Expression Evaluation

Overview

FeatureCalcEvalExpression evaluates a Python code string stored in the database to calculate a feature. This is useful for one-off, moderately complex calculations that don't justify a dedicated class — the logic lives in the database alongside the feature definition, not in Python source code.


Engine Selection

The first line of the expression controls which DataFrame type is exposed as df:

First line df type Column naming
# df_type=polars polars.DataFrame Bare feature names ("ActivePower_10min.AVG")
# df_type=polars_multiple_objs polars.DataFrame "object@feature" flat columns
# df_type=pandas pandas.DataFrame Bare feature names, DatetimeIndex
# df_type=pandas_multiple_objs pandas.DataFrame MultiIndex (object, feature), DatetimeIndex
(omitted or other comment) pandas.DataFrame Bare feature names (legacy default)

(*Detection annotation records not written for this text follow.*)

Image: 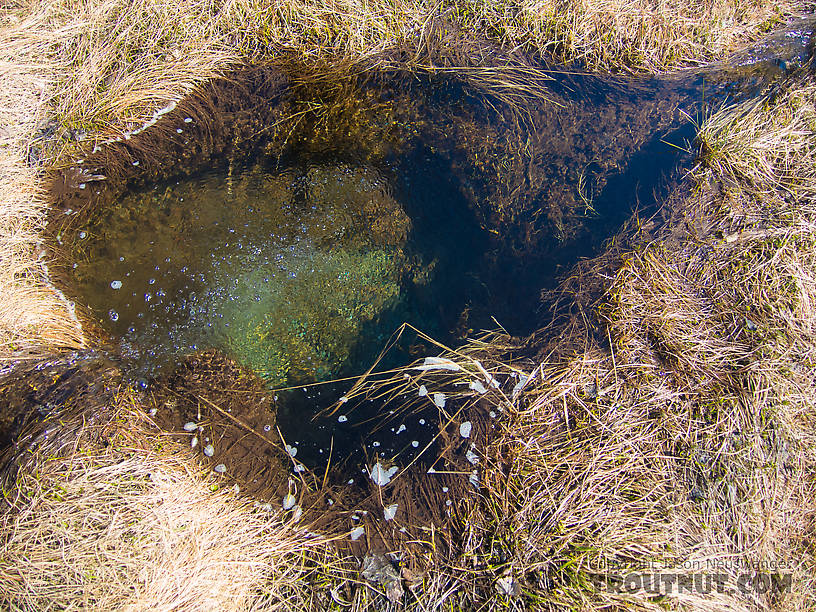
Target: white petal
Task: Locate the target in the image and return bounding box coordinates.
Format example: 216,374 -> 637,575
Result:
468,380 -> 487,393
414,357 -> 462,372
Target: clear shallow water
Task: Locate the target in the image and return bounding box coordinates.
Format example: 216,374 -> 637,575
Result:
67,165 -> 411,386
54,37 -> 812,465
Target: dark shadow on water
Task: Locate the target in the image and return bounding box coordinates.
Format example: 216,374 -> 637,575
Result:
47,39 -> 812,467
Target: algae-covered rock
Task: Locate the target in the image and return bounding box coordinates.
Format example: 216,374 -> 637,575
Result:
65,165 -> 411,385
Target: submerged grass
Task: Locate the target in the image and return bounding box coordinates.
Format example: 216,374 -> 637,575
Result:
0,0 -> 793,354
0,2 -> 816,610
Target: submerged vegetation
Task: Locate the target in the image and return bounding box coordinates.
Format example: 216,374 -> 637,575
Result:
0,0 -> 816,610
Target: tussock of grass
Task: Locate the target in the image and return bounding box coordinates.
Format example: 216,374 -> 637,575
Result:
0,0 -> 791,353
0,0 -> 816,610
0,396 -> 334,610
478,70 -> 816,610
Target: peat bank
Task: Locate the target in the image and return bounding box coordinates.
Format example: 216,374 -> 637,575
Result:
0,7 -> 813,609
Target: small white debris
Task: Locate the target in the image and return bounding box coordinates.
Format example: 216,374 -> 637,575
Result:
468,380 -> 487,394
496,576 -> 520,597
283,493 -> 297,510
510,374 -> 530,399
154,100 -> 176,117
468,470 -> 479,489
371,461 -> 399,487
414,357 -> 462,372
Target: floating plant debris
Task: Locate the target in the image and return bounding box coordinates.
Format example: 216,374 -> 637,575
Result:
56,58 -> 792,478
64,165 -> 411,386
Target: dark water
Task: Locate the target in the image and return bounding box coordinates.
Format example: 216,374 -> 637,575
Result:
59,26 -> 816,465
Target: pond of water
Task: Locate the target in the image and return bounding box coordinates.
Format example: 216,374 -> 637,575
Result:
58,29 -> 812,464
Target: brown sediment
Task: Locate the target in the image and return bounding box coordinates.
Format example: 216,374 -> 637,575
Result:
0,3 -> 815,609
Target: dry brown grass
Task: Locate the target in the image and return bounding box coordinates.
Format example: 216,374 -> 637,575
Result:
0,0 -> 791,354
0,394 -> 334,610
474,70 -> 816,610
0,0 -> 816,610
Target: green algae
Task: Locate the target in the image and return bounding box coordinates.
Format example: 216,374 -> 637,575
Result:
64,164 -> 411,386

Choose the Polars engines for better performance. Use multiple_objs variants when the expression needs features from more than one object simultaneously.


Calculation Logic

The expression code stored in feature_eval_expression must:

  1. Use df as the variable holding the input data (see engine table above).
  2. At the end of the expression, df must contain a column named exactly self.feature (the feature being calculated) — this column is extracted as the result.
  3. Be valid Python code that can be executed in a sandboxed namespace.

Available namespaces

The following names are always available inside an expression:

  • pd — pandas
  • np — numpy
  • interp1dscipy.interpolate.interp1d
  • filtersecho_energycalc.filters module
  • DataFrame, Series, Timestamp — from pandas
  • pl / polars — Polars (only in polars* engines)
  • Standard builtins: abs, all, any, bool, dict, enumerate, float, int, isinstance, len, list, map, max, min, print, range, round, set, slice, sorted, str, sum, tuple, type, zip, None, True, False

Warning

Dangerous builtins (__import__, open, exec, eval, compile, getattr) are blocked in the sandbox.


Feature Discovery

The calculator uses get_features_in_expression from echo-postgres to automatically identify which features appear in df[...] access patterns in the expression. These features are then requested from the database for the calculation period.

Note

Columns whose name contains temporary_feature are excluded from auto-discovery and will not be fetched from the database. Use these for intermediate calculation columns.


Bazefield Features

Append _b# to any feature name to fetch it from Bazefield instead of performance_db:

Python
df["ActivePower_5min.AVG_b#"]  # fetches ActivePower_5min.AVG from Bazefield

These columns are auto-aligned to the nearest 10-minute timestamp (within ±2 minutes).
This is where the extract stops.